Adalet Bakanı ve AK Parti Urfa Milletvekili adayı Bekir Bozdağ'ın, "Bir yanda Türkiye'ye ilk yerli otomobili kazandıran Erdoğan var, öte yanda Ankara'dan İstanbul'a yürümeyi marifet zanneden Kılıçdaroğlu var" diyerek Kılıçdaroğlu'nun Adalet Yürüyüşü'nü eleştirmesi komikti. Ancak Millet İttifakı'nı kastederken "7  Kocalı Hürmüz" benzetmesi yapması cinsiyetçi ve irrite ediciydi.



BİNİNCİ KEZ AYNI ŞEYLERİ SÖYLEDİ

Sonunda beklenen an geldi, Erdoğan sahneye çıktı ve 2015'ten bu yana belki bininci kez aynı şeyleri söyledi. Selahattin Demirtaş'ı kastederek, "Selo nerede?" diye sordu mesela. Selo'nun nerede olduğunu en iyi Erdoğan biliyordu ama bu sorudaki tehdidin farkında mıydı acaba? Acaba, "Selo'nun izinden giderseniz soluğu onun yanında alırsınız" mı demek istiyordu?
Neyse, yeni bir şey söylemediğini belirterek geçelim. Geçelim ama 2015'ten bu yana tekrarlanan dilin kavga dili olduğunu da ifade edelim. Erdoğan barıştan, demokrasiden, hukuktan ve Kürtlerden uzaklaşıyor. Bunu sadece söylediklerinden değil, ittifak kurduğu partilerin anlayışından da çıkarıyoruz.
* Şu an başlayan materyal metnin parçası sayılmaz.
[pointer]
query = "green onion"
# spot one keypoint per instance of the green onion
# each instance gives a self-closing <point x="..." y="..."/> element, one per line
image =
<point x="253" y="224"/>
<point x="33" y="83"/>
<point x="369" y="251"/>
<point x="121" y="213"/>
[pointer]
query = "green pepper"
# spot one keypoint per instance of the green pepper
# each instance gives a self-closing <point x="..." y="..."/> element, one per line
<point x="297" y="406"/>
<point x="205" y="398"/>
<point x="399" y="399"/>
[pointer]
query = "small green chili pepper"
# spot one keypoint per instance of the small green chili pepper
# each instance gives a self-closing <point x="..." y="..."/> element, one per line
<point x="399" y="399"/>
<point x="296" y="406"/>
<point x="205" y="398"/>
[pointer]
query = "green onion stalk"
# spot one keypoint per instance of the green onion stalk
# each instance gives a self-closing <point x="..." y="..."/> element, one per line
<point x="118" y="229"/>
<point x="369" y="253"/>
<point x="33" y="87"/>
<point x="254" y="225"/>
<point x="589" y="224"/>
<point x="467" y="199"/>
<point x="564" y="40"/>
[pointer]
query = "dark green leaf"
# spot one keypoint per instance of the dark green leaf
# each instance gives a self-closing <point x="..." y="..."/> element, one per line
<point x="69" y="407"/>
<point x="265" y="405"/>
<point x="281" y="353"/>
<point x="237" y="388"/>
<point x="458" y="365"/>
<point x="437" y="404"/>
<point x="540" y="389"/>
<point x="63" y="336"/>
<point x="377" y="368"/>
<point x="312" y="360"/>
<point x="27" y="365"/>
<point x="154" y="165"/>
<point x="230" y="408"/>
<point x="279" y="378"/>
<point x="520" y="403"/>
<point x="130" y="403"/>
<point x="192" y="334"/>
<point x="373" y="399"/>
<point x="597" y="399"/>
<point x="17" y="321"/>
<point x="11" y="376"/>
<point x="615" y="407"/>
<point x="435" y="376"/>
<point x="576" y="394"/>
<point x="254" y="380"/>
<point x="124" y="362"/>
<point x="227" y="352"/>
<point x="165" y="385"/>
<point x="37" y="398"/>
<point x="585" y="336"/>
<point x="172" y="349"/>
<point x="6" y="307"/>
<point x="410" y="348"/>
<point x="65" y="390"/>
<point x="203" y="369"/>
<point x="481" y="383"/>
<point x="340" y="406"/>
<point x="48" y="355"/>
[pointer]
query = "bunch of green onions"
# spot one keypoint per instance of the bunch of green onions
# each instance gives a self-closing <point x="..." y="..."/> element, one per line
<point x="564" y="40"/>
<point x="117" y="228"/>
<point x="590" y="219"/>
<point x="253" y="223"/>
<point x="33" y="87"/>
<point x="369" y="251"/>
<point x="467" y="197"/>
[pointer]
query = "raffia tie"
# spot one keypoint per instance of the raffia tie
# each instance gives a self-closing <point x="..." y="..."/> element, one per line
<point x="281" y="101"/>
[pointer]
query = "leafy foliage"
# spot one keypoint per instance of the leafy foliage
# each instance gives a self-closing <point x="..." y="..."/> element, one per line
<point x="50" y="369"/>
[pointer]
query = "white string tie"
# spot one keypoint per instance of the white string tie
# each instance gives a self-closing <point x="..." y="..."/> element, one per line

Erdoğan yeni bir şey söylemedi. Yeni bir şey söyleyeceğine dair bir beklenti olmadığı için, Diyarbakır'da çok sönük bir mitinge imza attı. HÜDA PAR'ın desteğine rağmen bu sönük miting sandığa nasıl yansıyacak? Bunu da 14 Mayıs'ta göreceğiz. Bir tahmin yürütecek olursak, Diyarbakır'da 2 milletvekili çıkaracak olursa, öpüp başına koysun.